2. Local machine (laptop)
In your project's initech.yaml, add a remotes block pointing to the workbench:
project: myproject root: /Users/you/myproject peer_name: laptop roles: - super - pm remotes: workbench: addr: "192.168.1.100:7391" token: your-shared-secret
3. Launch
$ initech
The TUI starts local agents (super, pm) and connects to the workbench. Remote agents (eng1, eng2, eng3) appear in the grid alongside local ones. You're now running 5 agents across 2 machines from one terminal.
Addressing Remote Agents
Use host:agent format for cross-machine communication:
# Send from laptop to workbench agent $ initech send workbench:eng1 "fix the auth bug" # Peek at a remote agent $ initech peek workbench:eng2 -n 10 # Remote agent sends back to local $ initech send laptop:super "[from eng1] ini-42: ready for QA"

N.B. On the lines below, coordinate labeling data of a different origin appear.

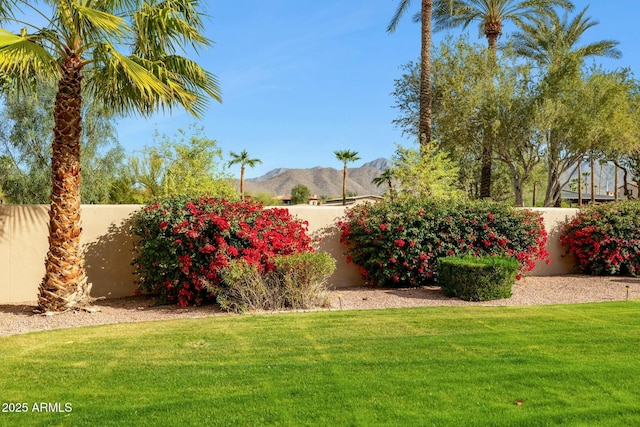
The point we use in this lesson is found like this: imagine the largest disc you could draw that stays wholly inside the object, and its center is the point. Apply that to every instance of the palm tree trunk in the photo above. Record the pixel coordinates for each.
(492, 31)
(593, 181)
(344, 185)
(580, 183)
(65, 286)
(424, 125)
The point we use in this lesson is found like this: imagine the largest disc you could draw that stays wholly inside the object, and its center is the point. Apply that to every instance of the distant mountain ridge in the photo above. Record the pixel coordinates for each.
(320, 180)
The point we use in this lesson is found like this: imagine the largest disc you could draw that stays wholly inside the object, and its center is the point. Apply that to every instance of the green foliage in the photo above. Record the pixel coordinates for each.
(297, 282)
(300, 195)
(182, 165)
(184, 244)
(477, 278)
(428, 173)
(605, 239)
(399, 243)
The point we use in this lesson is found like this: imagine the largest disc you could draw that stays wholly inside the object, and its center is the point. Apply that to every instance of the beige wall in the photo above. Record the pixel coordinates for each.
(108, 242)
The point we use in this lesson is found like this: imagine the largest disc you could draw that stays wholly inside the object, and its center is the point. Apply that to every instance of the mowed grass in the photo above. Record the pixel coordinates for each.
(445, 366)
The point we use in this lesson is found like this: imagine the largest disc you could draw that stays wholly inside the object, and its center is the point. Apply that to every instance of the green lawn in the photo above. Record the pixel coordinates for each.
(445, 366)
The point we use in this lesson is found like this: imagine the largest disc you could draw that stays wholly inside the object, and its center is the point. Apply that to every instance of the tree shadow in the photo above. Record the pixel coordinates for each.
(108, 262)
(26, 219)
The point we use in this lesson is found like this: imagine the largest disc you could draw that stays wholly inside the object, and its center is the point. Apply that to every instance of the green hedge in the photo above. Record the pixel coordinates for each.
(398, 243)
(477, 279)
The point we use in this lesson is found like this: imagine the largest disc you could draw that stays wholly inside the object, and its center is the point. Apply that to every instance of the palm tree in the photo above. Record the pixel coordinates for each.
(79, 46)
(385, 177)
(553, 44)
(424, 124)
(491, 16)
(345, 156)
(244, 160)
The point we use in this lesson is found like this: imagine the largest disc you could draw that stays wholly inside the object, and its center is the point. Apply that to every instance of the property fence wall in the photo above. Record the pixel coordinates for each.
(107, 242)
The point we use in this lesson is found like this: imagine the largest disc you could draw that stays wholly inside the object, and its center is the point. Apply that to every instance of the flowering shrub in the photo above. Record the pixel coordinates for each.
(399, 243)
(605, 239)
(184, 244)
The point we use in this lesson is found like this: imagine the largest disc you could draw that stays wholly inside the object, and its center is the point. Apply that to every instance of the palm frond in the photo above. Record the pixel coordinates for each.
(400, 11)
(22, 58)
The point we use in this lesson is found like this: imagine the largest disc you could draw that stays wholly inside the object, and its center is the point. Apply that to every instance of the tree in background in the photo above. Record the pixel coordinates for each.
(244, 160)
(424, 17)
(345, 156)
(182, 165)
(554, 44)
(491, 16)
(25, 140)
(300, 195)
(429, 173)
(78, 47)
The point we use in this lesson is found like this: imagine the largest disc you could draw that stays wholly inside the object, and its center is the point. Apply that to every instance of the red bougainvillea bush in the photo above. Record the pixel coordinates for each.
(605, 239)
(184, 244)
(398, 243)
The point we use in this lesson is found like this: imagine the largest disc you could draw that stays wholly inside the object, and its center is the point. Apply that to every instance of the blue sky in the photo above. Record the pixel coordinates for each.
(301, 79)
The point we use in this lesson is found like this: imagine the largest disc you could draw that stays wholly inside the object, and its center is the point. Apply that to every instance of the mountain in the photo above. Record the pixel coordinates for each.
(320, 180)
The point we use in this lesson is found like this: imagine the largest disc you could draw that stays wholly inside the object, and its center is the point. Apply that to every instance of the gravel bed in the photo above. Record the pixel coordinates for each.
(570, 289)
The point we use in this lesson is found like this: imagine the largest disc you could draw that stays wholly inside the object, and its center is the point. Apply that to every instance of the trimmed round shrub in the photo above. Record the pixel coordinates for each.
(605, 239)
(184, 244)
(398, 243)
(477, 278)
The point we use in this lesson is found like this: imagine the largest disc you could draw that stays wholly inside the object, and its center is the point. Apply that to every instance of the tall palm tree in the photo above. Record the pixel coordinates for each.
(244, 160)
(491, 16)
(553, 43)
(345, 156)
(424, 17)
(120, 54)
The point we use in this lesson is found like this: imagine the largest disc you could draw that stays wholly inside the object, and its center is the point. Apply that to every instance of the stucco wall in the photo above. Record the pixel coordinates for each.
(107, 242)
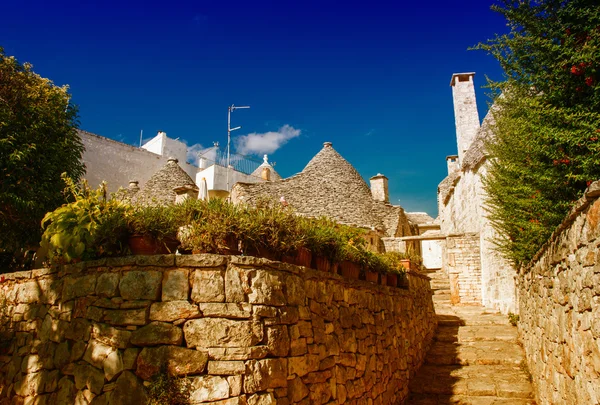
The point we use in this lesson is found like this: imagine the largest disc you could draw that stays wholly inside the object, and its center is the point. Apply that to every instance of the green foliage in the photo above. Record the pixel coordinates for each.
(547, 121)
(91, 226)
(168, 390)
(38, 142)
(158, 221)
(213, 226)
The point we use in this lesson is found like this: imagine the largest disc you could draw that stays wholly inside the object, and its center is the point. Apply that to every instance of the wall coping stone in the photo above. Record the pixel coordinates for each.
(589, 196)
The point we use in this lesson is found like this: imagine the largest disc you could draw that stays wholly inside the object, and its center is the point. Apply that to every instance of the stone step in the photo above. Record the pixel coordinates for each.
(449, 320)
(441, 292)
(474, 381)
(476, 333)
(494, 352)
(433, 399)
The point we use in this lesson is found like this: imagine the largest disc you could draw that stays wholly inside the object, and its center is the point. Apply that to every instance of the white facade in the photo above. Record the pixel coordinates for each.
(118, 163)
(162, 145)
(216, 177)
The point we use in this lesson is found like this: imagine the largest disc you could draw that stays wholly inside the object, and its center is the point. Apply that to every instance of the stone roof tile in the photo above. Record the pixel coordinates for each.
(159, 188)
(328, 186)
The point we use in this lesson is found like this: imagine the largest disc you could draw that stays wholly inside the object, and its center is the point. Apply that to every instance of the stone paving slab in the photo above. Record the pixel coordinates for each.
(418, 399)
(477, 333)
(477, 352)
(500, 381)
(475, 359)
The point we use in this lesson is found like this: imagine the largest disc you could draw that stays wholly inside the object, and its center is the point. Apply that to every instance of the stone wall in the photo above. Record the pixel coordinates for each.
(244, 331)
(559, 308)
(464, 268)
(461, 202)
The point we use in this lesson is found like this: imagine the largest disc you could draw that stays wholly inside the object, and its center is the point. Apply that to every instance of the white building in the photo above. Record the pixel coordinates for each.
(118, 164)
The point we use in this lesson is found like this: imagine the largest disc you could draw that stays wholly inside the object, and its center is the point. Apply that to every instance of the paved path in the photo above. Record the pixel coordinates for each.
(474, 360)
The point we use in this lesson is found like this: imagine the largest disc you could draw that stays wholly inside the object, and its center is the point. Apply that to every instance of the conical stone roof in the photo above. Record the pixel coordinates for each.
(258, 172)
(158, 190)
(328, 186)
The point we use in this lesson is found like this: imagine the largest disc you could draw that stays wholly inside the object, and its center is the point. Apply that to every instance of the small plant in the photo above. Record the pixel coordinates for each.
(513, 319)
(214, 227)
(89, 227)
(168, 390)
(525, 369)
(159, 222)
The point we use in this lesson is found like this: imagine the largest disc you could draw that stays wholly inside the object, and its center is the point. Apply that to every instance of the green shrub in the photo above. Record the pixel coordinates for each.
(159, 222)
(168, 390)
(91, 226)
(546, 148)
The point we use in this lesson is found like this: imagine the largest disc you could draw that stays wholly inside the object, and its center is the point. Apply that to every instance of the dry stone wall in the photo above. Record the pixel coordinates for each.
(559, 308)
(464, 268)
(243, 330)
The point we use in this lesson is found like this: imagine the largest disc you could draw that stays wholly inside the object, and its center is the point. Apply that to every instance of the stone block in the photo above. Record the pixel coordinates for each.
(208, 388)
(177, 360)
(157, 333)
(125, 317)
(173, 310)
(262, 399)
(235, 284)
(75, 287)
(213, 332)
(267, 288)
(112, 365)
(88, 376)
(265, 374)
(231, 310)
(297, 390)
(226, 367)
(175, 285)
(110, 335)
(108, 285)
(128, 390)
(202, 260)
(96, 353)
(130, 358)
(238, 353)
(278, 340)
(208, 286)
(141, 285)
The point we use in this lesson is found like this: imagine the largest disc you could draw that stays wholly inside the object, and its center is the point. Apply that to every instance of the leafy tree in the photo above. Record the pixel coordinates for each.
(547, 122)
(38, 142)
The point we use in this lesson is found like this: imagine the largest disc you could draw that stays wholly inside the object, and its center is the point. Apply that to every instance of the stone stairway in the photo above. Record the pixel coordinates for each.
(474, 360)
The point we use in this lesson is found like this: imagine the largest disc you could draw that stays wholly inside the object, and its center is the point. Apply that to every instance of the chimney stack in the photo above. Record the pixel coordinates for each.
(379, 188)
(265, 174)
(465, 111)
(452, 162)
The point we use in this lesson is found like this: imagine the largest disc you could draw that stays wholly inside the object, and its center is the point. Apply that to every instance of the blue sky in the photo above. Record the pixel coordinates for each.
(371, 77)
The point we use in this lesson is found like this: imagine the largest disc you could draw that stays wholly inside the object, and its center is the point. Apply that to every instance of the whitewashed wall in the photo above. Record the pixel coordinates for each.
(118, 163)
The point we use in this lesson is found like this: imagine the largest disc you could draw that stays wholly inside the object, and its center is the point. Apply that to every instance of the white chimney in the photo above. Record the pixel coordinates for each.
(465, 111)
(452, 162)
(379, 188)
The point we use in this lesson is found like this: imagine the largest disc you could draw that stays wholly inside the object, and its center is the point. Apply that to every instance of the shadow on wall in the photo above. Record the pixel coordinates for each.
(437, 383)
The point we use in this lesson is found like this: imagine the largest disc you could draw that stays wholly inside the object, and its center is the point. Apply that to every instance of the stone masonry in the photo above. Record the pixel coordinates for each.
(559, 307)
(243, 330)
(464, 268)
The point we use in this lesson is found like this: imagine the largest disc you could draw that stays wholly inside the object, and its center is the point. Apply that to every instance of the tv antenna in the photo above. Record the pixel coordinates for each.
(229, 131)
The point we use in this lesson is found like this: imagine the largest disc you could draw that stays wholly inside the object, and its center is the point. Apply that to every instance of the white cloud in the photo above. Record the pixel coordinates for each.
(267, 142)
(196, 150)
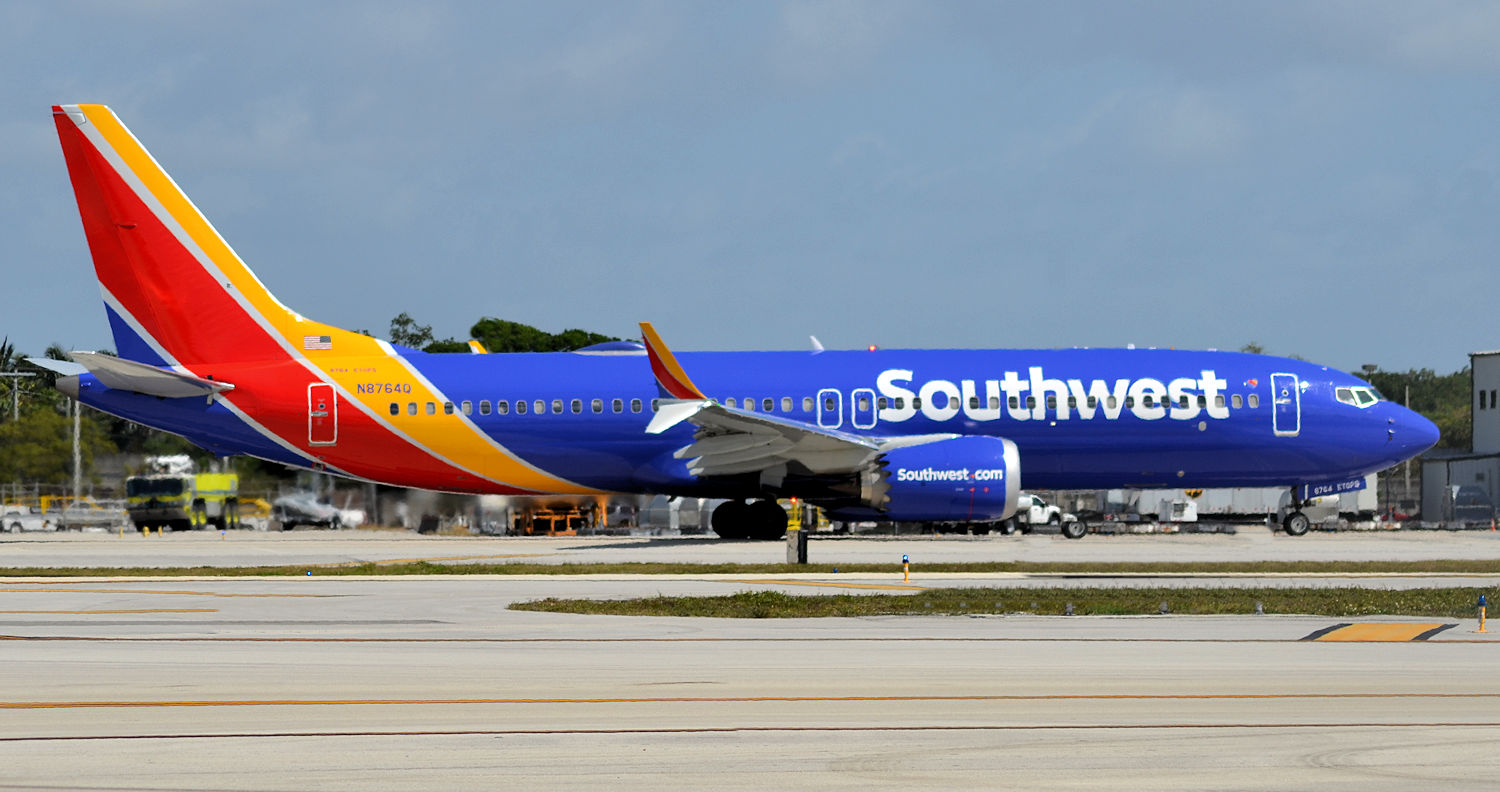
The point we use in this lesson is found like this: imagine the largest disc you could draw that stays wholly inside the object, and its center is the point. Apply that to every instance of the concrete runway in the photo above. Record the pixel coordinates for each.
(254, 548)
(429, 683)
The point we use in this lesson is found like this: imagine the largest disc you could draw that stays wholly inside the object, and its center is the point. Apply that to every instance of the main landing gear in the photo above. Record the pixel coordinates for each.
(1295, 522)
(759, 519)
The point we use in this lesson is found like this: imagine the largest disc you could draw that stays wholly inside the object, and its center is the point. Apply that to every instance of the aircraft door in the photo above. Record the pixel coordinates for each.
(861, 408)
(830, 408)
(1286, 405)
(323, 414)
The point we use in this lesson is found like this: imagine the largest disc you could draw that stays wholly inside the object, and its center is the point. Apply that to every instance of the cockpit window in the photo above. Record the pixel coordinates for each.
(1358, 396)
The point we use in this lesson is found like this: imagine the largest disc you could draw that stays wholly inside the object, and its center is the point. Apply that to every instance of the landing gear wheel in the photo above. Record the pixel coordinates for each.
(731, 519)
(767, 521)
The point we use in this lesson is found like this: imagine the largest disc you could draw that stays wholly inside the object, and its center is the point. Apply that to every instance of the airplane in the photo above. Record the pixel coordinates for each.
(203, 350)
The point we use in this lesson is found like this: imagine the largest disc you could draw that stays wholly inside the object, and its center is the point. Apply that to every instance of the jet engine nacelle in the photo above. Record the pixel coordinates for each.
(968, 479)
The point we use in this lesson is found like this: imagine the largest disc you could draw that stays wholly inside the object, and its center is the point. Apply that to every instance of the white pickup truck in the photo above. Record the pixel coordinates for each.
(1032, 510)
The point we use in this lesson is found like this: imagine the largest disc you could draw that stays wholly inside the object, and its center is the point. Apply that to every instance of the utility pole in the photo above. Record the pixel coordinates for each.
(15, 392)
(78, 467)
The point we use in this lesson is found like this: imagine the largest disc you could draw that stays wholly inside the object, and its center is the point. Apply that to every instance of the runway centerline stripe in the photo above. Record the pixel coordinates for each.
(729, 699)
(677, 639)
(125, 611)
(1383, 633)
(168, 591)
(764, 729)
(887, 587)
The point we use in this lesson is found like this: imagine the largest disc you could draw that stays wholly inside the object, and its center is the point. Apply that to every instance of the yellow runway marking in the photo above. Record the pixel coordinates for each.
(1383, 633)
(128, 611)
(887, 587)
(147, 591)
(435, 558)
(771, 729)
(723, 699)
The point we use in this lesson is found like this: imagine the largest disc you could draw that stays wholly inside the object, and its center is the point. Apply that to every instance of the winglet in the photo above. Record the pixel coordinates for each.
(671, 378)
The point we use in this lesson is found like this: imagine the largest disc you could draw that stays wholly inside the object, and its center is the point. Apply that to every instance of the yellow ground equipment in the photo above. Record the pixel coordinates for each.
(183, 500)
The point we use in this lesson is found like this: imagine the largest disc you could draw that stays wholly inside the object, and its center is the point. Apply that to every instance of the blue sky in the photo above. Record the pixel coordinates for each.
(1322, 179)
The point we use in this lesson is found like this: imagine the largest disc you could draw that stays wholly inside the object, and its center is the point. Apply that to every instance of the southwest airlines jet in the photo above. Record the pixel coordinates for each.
(930, 435)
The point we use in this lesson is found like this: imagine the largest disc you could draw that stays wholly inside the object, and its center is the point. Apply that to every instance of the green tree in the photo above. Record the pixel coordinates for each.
(507, 336)
(1446, 399)
(39, 447)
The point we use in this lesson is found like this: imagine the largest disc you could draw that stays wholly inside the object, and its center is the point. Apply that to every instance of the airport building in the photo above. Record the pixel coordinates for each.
(1463, 488)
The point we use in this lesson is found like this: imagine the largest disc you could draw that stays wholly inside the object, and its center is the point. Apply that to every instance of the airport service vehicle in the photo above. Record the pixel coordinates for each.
(914, 435)
(183, 500)
(15, 519)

Bare names (without host:) always resolve to local agents. No implicit cross-machine routing.
Use initech peers to see all connected machines and their agents:
$ initech peers PEER AGENTS local super pm workbench eng1 eng2 eng3
Auto-Reconnect
If the network drops, the TUI automatically reconnects to the remote daemon. Remote agents are marked as disconnected in the grid until the connection is restored. No agent work is lost on the remote side because the PTYs never stopped running.
On reconnect, the daemon replays recent terminal output for each pane so you see current content immediately, not a blank screen that fills in over time.
Daemon Persistence
The headless daemon keeps agents running when no TUI client is connected. You can disconnect your laptop, close it, and reconnect later. This is analogous to how tmux server persists when the client detaches, but with initech's agent awareness and message delivery guarantees.
Security
Cross-machine connections are authenticated with a shared bearer token. Both sides must use the same token value. The token is sent during the connection handshake and validated before any data is exchanged.
The transport is raw TCP with no application-level encryption. This is designed for trusted networks:
- Tailscale / WireGuard VPN: Traffic is already encrypted at the network level. The token prevents unauthorized clients on the same tailnet.
- Trusted LAN: Machines on the same physical network. The token is the access control.
- Untrusted network: Use SSH tunneling (
ssh -L 7391:localhost:7391 workbench) and setlisten: "127.0.0.1:7391"on the daemon so it only accepts local connections.
The daemon can control agent processes (start, stop, restart) and inject text into their terminals. Treat the token like a password.